Daniel is silent for so long I think he’s asleep. ‘Perhaps there’s going to be fighting,’ he says at last. ‘I don’t care. Like I said, I’d rather stay here and die than pretend she’s my mother.’

‘If she can show us where to go, what does it matter what you’re forced to say?’ I demand. ‘What does one more lie matter?’ He doesn’t answer. ‘Say she’s your wicked
step
mother, then. Could you do that?’

He sniffs. ‘Maybe …’

‘You must. We’re not staying here, and we’re not dying.’

‘But my mother –’ There’s a catch in his voice.

‘Don’t.’ We promised to stay silent about these things until it was over. ‘Look, you never had a stepmother so it doesn’t matter if you pretend. Anyway, Agnieszka, or whatever her real name is, won’t fool anybody for long. With that great big bottom of hers who will believe she’s ever gone hungry?’

‘Ugly fat cow.
Dziewka. Suka. Kurwa
.’ He recites his entire stock of bad words, his voice slowing and fading as he runs out of steam.

‘And you’ll say she’s your –’ But now Daniel really is asleep, his stomach gurgling with surprise at finding itself full. When I can’t stay awake any longer, I dream I’m back in Ravensbrück, inside the infirmary, running down endless white corridors calling for Papa. And here’s Agnieszka. The witch emerges from doors to the right and to the left, her hands bloody, clutching pieces of raw flesh or whole legs that are sometimes feathered, sometimes still with shoes attached.

This morning I hardly recognize the witch. Instead of her nurse’s uniform, she’s wearing a striped dress like mine, but better fitting and a lot cleaner, though there’s still blood under her nails from yesterday’s massacre. Half her hair has gone and she’s frantically chopping off the rest even as she yells at us to get up.
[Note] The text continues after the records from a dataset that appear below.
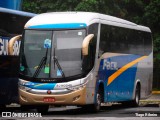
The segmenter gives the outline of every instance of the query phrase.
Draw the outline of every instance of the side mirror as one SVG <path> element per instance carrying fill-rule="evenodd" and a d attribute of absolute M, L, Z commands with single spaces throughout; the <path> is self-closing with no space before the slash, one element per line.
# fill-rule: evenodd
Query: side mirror
<path fill-rule="evenodd" d="M 83 56 L 88 55 L 88 46 L 93 37 L 94 37 L 94 34 L 89 34 L 88 36 L 84 38 L 83 43 L 82 43 L 82 55 Z"/>
<path fill-rule="evenodd" d="M 9 55 L 19 55 L 19 49 L 20 49 L 20 41 L 22 38 L 22 35 L 17 35 L 10 39 L 8 43 L 8 54 Z"/>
‘He’s fixed the bloody thing. Even now he’s putting it back together. This is our last chance. They’ll be going soon.’

‘Who has?’ I ask, still fighting free of my nightmare. ‘Who’s mended what?’ Daniel jumps up without a word and lurches towards the door. He’s holding his stomach with one hand and covering his mouth with the other. ‘What’s the matter?’ Agnieszka stops me from following him. ‘Let go!’ I shriek. ‘I need to find out what’s wrong –’

‘It’s only gut ache. Everything out, both ends, I dare say. That’s what happens when you guzzle food after being kept on a simple diet.’
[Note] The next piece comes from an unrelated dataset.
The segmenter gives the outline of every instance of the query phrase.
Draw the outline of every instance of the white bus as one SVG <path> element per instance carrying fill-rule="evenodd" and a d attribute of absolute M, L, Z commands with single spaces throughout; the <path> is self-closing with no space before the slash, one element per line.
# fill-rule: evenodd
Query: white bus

‘Why didn’t you stop him?’

‘That’s what they’re like, these
Kreaturen –
worse than animals. No self-restraint.’ The witch shrugs and goes on cutting her hair. ‘
Judenscheisse
. Who would have thought I’d be relying on one to save my bacon?’ She laughs, as if at some private joke, then grows sober. ‘Still, in a tight spot, needs must.’ I bite my tongue and watch the locks slide down her back like evil yellow snakes. ‘We’ll be off in a minute,’ she says. ‘This won’t take long.’
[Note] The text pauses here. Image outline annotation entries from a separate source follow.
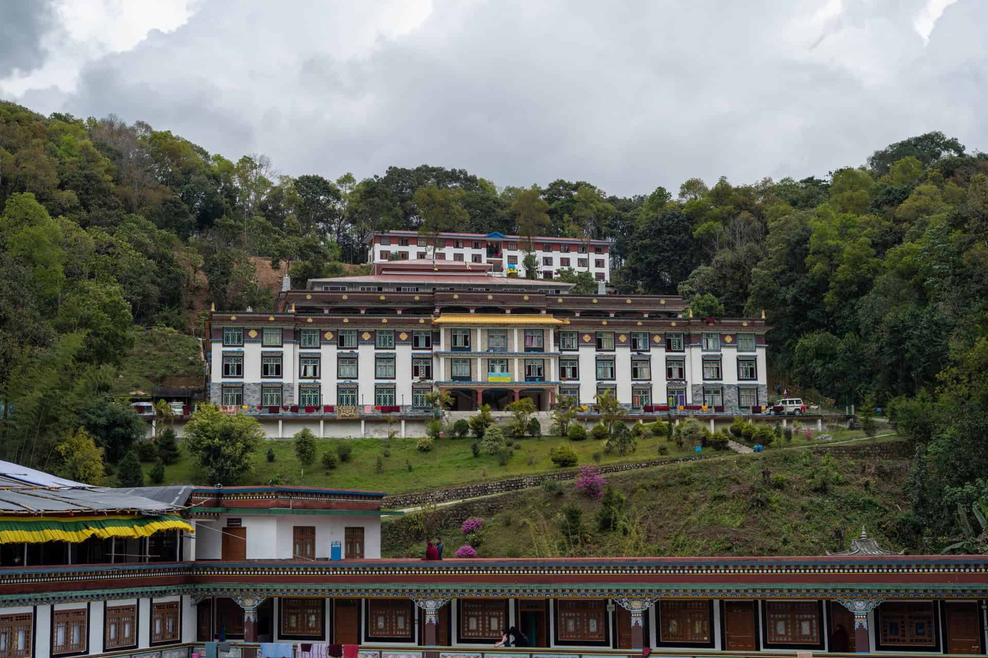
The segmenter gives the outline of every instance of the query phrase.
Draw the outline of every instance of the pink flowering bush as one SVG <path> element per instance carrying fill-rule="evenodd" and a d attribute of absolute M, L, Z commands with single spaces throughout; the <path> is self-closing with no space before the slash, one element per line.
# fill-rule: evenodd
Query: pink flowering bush
<path fill-rule="evenodd" d="M 463 525 L 459 527 L 459 530 L 464 534 L 469 535 L 473 532 L 480 532 L 484 529 L 484 520 L 477 516 L 471 516 L 469 519 L 463 522 Z"/>
<path fill-rule="evenodd" d="M 583 491 L 589 498 L 600 500 L 604 495 L 604 485 L 607 479 L 597 473 L 596 466 L 580 467 L 580 476 L 576 478 L 576 488 Z"/>
<path fill-rule="evenodd" d="M 456 548 L 456 552 L 453 553 L 455 557 L 476 557 L 477 551 L 471 546 L 461 546 Z"/>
‘But where are we going?’ I force a smile. Never trust a witch, but if you want to get the better of them, it’s best to pretend you’re their friend.

‘To the bus, of course.’ Agnieszka puts away the scissors, shakes her head and runs her fingers through the uneven tufts of black. ‘That feels wonderful: quite liberating. I really don’t know what all the fuss was about. Vanity, I suppose. Now, where’s that boy?’

‘What bus?’ I demand, following her out of the shed. ‘I don’t understand. And where is it?’

‘By the lake – it’s not far. Come along, Benjamin.’ She jerks her head at Daniel, who’s crouching by the rhubarb. ‘We follow the drive down to the road and head for the village. The bus is well-hidden – set back, among the trees, plenty of cover – that’s how I was able to keep watch on them. I’ll show you.’